The experience of a power loss at the local school and seeing how the battery backup systems work is a good one. The experience is good from the point of view that as an IT administrator and front line worker, you can see how the process functions in real time. It also allows for reflection and adjusting the plan to better serve the users of the technology systems at the school.
The school system has two legs of electrical power coming into the school system. One of those legs of electrical power shutdown at 8:30 am on this Friday morning. Lighting and outlet power were affected to portions of the building. Interestingly enough, the electrical wiring in any given room might have a portion of the circuits functional, while other outlets were dead. I am not exactly sure why the electrical circuits of the school were designed and engineered this way, but it is what it is.
When the electricity in one leg went down this morning, the main elementary computer telecommunications closet lost partial power. The phone system was unaffected along with some amplifier equipment. However, the three racks of computer switching, telecommunications and server equipment were immediately pushed to battery backup. The beeping of battery power was regular as the power continued to flow from their lead acid cells.
Within the first minute, the building's occupants were notified and by minute 5, non essential servers were shutdown including video surveillance and some backup devices. The storage server units were shutdown after users were notified; they were given 2 - 5 minutes of lead time. Our 1:1 students were able to function for about 15 minutes until the main telecommunication switching rack lost its battery inside the UPS.
The center rack containing iBoss, router, firewall and Ruckus wireless controller stayed up for an hour on its new CyberPower UPS. Other UPS units which were now lightly loaded stayed functional 30+ minutes into the event.
The take away at 45 minutes into the power outage event was that in order to preserve the wireless system in the building for a longer period of time, the primary HP ProCurve switch and the Elementary primary PoE HP ProCurve switch need their own UPS that can provide power for their functions as they are far more critical. They connect the high school to the elementary over fiber and also connect the Ruckus controller to the wireless APs. Maintaining that service for a minimum of 1 hour seems like a future goal worth attaining.
Once the power came back online, most of the battery UPS units rebooted themselves. Those UPS units shutdown manually, were restarted manually and the servers rebooted and tested. The process of bringing the main systems back online was probably 3 minutes. Some UPS units in closets at the high school needed to be manually restarted to power PoE and standard switches.

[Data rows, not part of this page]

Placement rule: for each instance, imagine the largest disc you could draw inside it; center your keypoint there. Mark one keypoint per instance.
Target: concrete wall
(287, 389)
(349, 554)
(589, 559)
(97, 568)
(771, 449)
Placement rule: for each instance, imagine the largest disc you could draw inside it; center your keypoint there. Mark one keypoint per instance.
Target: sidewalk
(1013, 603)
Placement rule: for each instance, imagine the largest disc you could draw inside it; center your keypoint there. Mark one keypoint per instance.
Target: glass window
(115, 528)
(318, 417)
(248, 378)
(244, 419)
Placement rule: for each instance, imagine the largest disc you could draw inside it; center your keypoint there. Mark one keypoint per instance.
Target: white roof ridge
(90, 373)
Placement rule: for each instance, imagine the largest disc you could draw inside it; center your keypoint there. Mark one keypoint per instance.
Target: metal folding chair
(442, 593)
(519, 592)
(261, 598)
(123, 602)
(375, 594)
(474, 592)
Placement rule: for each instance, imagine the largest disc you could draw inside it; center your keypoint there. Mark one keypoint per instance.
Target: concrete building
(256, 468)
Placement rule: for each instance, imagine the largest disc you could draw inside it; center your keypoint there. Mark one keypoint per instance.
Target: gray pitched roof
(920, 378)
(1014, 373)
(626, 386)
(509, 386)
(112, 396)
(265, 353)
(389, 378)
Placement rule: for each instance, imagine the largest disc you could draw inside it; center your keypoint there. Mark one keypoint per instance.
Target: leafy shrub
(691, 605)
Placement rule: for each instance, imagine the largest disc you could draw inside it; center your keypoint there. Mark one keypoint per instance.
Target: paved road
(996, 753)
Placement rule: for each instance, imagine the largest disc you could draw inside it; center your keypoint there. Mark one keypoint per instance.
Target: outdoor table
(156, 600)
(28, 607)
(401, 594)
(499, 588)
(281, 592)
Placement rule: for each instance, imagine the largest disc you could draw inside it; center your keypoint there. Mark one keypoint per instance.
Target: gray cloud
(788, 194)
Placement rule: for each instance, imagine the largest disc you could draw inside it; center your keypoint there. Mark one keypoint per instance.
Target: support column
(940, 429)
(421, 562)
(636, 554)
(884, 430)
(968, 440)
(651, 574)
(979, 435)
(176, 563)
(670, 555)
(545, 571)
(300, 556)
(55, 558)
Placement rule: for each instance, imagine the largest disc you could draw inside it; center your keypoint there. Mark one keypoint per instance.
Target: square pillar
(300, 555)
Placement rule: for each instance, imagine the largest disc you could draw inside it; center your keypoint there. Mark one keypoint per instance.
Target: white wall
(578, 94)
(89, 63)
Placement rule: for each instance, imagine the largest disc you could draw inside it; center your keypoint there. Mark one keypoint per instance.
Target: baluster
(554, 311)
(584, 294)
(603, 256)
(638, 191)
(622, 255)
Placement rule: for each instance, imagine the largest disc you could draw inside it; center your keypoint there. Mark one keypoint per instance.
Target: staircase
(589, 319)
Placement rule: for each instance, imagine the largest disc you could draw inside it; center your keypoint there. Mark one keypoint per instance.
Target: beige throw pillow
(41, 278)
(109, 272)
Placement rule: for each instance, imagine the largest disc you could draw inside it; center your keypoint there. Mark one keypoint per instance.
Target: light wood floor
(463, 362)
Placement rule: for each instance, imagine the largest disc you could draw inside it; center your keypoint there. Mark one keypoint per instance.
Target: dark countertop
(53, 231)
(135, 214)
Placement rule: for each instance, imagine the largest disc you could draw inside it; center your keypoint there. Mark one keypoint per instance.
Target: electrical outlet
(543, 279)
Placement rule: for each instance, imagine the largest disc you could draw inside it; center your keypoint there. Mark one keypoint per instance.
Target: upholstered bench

Some older small desktop UPSes showed their age and now are being seriously considered for replacement. We also know now that PoE switches draw power based upon the number of devices drawing power. At the high school, 8 PoE access points draw far less juice than the elementary school PoE which has 14 access points drawing power. Those 24 port PoE switches can draw up to 490 watts which is sure to hammer a usually good UPS in short order.
Our elementary switch structure comprised of 6 switches running at near 850 watts of power on a single SmartUPS 1500 lasted about 20 minutes. As mentioned above, 2 of those 6 switches will get their own CyberPower 2200 UPS. We will also move our X1 (Mac Mini server) that maintains the DNS and DHCP services to that new UPS to keep Internet access up as long as possible for our 1:1 folks and teachers. We believe we can go from 20 minutes of access to about 1 hour of access with a power outage.